En effet, celui qui n’est pas capable d’identifier des modèles récents de pick-up peut facilement imaginer que l’avion qui l’a conduit ici depuis SALT LAKE CITY était en réalité une machine à remonter le temps : ELKO est une petite ville du Nord Est du Nevada, entourée de montagnes, et qui donne l’impression d’être toujours au milieu des années 60/70. La population est, quant à elle, très chaleureuse, accueillante et serviable, à l’image de ses commerçants qui, étonnés de prime abord par mon accent français, sont très vite, pour certains, ravis d’évoquer leur racines européennes (françaises ou espagnoles). Une importante communauté Basque réside en effet à Elko où est organisé chaque année au mois de Juillet le Basque Festival. C’est le cas notamment de l’actuelle propriétaire de la boutique Tacahabee (créée au début du XXème siècle et dont le décor est resté inchangé depuis la 2ème guerre mondiale) qui me parle de ses origines basques (entre Bayonne et Biarritz) et qui avoue qu’elle a de plus de facilité à conserver en espagnol qu’en français (présence mexicaine oblige).

 

Parmi les autres institutions de cette ville, la sellerie CAPRIOLA installée à ELKO depuis 1929 (nous en reparlerons prochainement) et le Western Folklife Center, abrité dans les locaux de l’ancien Pionneer Hôtel et qui a conservé, outre les façades d’origine, la salle de bar et le comptoir d’époque derrière lequel ne manque surtout pas l’incontournable et immense miroir. Cette année pour l’ouverture du festival, le temps froid mais beau, est de la partie. Au grand bonheur de tous, qui ont eu entre 45 et 60 centimètres de neige l’an dernier. La manifestation, qui aujourd’hui fait l’objet d’une reconnaissance nationale, s’ouvre par une journée consacrée aux enfants des écoles avec la projection d’un film sur la vie d’un famille de ranchers. Les images et les commentaires impressionnent les jeunes spectateurs, loin de s’imaginer qu’à l’heure de l’Internet haut débit et de la télévision par satellite, certains enfants de leur âge vivent dans une semi autarcie (home schooled)* et participent très tôt à toutes les tâches de la vie du ranch. En témoigne l’attitude du fils de famille d’une douzaine d’année, timide et taciturne avec ses semblables mais tout à fait à l’aise à cheval et maniant son lasso ou pour de dépecer avec son grand frère une bête destinée à remplir le congélateur pour l’hiver (vous avez dit cliché).

 

Tout nous ramène au thème du festival de cette année «Between grass and sky**»…. Résumé de tout ce qui fait l’essence de la manifestation et du lien profond qui unit les participants, acteurs ou spectateurs : l’attachement indéfectible à la culture et l’héritage du passé.

 

Peu à peu, les parkings des motels hors d’âge se remplissent de véhicules de provenances diverses et variées, à l’instar des salles d’exposition des restaurants et même des casinos (on est au Nevada !). Pendant une dizaine de jours, la ville va vivre au rythme de la mélodie des guitares et des accents plaintifs de l’harmonica, supplés de ci de là par les violons ou la contrebasse. Un peu partout on trouve des expositions, depuis la peinture jusqu’au matériel d’équitation estampillé « Great Basin Buckaroo » en passant par toutes sortes de créations ayant pour thème unique la célébration de l’Ouest, de la vie du ranch et du travail du cowboy.

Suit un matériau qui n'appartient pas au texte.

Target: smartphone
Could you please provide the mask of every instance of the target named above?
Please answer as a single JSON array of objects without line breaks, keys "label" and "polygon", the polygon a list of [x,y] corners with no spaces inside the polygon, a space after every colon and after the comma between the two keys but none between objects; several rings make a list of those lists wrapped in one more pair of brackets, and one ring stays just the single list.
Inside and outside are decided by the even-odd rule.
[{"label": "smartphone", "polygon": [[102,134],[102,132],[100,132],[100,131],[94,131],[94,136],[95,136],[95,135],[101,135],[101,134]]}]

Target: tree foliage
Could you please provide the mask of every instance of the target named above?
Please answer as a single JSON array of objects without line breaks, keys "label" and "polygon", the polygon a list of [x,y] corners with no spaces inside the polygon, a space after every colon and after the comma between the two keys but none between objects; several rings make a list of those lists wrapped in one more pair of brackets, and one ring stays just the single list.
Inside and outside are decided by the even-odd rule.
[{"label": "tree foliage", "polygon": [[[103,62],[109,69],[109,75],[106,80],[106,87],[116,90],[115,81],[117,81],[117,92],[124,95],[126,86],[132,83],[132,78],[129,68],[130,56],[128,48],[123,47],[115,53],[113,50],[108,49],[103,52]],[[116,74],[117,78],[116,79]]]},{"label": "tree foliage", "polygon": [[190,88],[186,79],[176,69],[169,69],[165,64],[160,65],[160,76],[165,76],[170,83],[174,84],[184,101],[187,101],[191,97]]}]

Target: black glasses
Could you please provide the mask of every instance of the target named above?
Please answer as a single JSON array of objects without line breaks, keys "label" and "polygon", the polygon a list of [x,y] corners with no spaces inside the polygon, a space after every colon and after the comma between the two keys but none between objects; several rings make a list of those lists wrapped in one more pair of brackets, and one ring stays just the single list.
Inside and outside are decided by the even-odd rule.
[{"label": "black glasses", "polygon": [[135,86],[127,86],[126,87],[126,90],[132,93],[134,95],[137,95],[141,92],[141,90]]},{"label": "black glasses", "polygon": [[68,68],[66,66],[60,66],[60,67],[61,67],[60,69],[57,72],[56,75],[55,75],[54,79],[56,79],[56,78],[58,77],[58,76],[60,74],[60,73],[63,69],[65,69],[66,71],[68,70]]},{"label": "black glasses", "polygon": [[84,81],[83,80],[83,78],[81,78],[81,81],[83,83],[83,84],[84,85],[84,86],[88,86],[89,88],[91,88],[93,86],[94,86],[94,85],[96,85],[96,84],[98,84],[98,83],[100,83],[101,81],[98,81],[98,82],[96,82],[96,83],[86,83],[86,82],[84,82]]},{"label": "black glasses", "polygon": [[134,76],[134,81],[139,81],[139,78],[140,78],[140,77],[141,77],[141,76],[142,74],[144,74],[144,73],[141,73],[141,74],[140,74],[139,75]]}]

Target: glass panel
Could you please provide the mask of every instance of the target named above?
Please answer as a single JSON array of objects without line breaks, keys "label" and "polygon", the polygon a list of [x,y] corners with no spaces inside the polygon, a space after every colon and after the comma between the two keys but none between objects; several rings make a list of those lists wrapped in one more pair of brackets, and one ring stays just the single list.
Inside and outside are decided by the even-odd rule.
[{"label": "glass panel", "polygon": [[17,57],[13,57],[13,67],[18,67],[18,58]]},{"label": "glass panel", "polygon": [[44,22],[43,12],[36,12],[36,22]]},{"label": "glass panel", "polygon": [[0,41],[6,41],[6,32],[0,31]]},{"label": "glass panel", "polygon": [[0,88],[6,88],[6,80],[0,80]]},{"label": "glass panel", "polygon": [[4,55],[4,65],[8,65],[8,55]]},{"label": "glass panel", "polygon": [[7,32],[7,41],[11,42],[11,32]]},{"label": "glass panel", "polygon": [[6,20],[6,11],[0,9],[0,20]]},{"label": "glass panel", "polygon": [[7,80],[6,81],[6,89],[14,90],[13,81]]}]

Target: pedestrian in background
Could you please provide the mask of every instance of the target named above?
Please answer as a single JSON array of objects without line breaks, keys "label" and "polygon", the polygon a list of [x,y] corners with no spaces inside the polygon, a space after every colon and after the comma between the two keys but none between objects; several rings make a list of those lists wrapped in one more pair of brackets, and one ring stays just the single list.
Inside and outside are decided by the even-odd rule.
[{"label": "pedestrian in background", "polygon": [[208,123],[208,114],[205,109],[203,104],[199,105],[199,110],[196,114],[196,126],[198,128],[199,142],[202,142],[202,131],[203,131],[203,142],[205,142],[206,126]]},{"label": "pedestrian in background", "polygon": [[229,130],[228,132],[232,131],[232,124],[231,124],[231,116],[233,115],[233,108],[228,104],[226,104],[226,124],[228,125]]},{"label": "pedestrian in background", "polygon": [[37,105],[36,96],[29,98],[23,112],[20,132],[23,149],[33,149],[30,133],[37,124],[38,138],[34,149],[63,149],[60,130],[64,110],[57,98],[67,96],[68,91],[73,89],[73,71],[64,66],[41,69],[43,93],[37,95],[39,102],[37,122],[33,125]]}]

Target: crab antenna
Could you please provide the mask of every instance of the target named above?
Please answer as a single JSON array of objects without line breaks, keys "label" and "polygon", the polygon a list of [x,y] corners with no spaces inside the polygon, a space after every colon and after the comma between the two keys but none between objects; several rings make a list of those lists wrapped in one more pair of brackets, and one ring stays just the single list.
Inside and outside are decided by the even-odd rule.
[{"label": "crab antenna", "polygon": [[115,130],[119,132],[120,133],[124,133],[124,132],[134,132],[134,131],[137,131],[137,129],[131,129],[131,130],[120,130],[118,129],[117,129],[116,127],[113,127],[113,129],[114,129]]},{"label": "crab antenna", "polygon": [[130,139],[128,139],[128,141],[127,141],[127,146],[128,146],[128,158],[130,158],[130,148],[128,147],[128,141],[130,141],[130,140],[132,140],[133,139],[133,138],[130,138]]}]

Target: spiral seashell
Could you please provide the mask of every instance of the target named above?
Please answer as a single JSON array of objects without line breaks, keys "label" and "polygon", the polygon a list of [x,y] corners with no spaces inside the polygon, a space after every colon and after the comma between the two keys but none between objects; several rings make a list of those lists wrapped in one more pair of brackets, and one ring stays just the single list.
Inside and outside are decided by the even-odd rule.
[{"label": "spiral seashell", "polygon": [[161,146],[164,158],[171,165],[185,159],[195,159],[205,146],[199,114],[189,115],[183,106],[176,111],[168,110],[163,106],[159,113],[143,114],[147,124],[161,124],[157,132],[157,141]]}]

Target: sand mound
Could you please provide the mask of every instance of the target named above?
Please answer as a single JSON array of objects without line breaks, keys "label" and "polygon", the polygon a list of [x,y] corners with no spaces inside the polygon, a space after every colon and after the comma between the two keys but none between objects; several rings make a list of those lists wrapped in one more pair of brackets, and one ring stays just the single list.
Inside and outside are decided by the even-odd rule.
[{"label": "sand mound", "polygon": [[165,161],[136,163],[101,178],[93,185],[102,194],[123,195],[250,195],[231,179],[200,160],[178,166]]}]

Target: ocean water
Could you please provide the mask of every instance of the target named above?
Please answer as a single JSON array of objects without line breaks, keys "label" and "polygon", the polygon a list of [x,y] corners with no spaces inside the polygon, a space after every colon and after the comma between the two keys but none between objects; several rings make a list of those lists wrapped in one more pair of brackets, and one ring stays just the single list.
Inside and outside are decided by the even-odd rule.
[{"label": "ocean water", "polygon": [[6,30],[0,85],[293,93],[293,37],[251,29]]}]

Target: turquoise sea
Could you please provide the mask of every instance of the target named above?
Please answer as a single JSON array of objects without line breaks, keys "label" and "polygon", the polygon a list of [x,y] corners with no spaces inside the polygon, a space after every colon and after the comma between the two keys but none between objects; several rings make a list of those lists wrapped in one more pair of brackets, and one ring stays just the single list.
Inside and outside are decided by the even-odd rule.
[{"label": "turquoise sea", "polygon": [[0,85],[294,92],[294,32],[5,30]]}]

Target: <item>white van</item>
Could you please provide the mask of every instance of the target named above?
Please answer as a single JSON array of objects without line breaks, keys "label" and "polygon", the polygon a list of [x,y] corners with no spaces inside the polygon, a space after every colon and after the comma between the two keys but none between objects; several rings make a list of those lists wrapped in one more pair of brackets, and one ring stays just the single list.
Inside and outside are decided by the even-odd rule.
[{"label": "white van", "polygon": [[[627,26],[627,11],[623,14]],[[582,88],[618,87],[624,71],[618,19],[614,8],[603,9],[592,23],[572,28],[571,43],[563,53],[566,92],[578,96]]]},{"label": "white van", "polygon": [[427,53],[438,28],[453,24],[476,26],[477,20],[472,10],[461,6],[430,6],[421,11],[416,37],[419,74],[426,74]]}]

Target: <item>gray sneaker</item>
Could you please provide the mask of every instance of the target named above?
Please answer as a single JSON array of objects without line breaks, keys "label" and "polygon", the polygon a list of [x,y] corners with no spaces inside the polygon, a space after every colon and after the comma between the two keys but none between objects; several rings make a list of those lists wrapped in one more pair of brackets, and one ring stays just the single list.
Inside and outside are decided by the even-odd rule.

Forums et discussions autour de sujets allant de la cuisine au «Dutch oven*** » ou de la fabrication du pain cowboy, au tressage du rawhide (dont le stage est animé par Doug Crove le souriant et facétieux instructeur aussi prompt à lancer une plaisanterie qu’à tresser ses 12 brins de cuir cru pour un résultat parfait) ou la gravure de l’argent, sont ponctués de spectacles où se mêlent la poésie récitée  par divers artistes (certains venant même d’autres continents) et les concerts avec un ou plusieurs musiciens ou chanteurs.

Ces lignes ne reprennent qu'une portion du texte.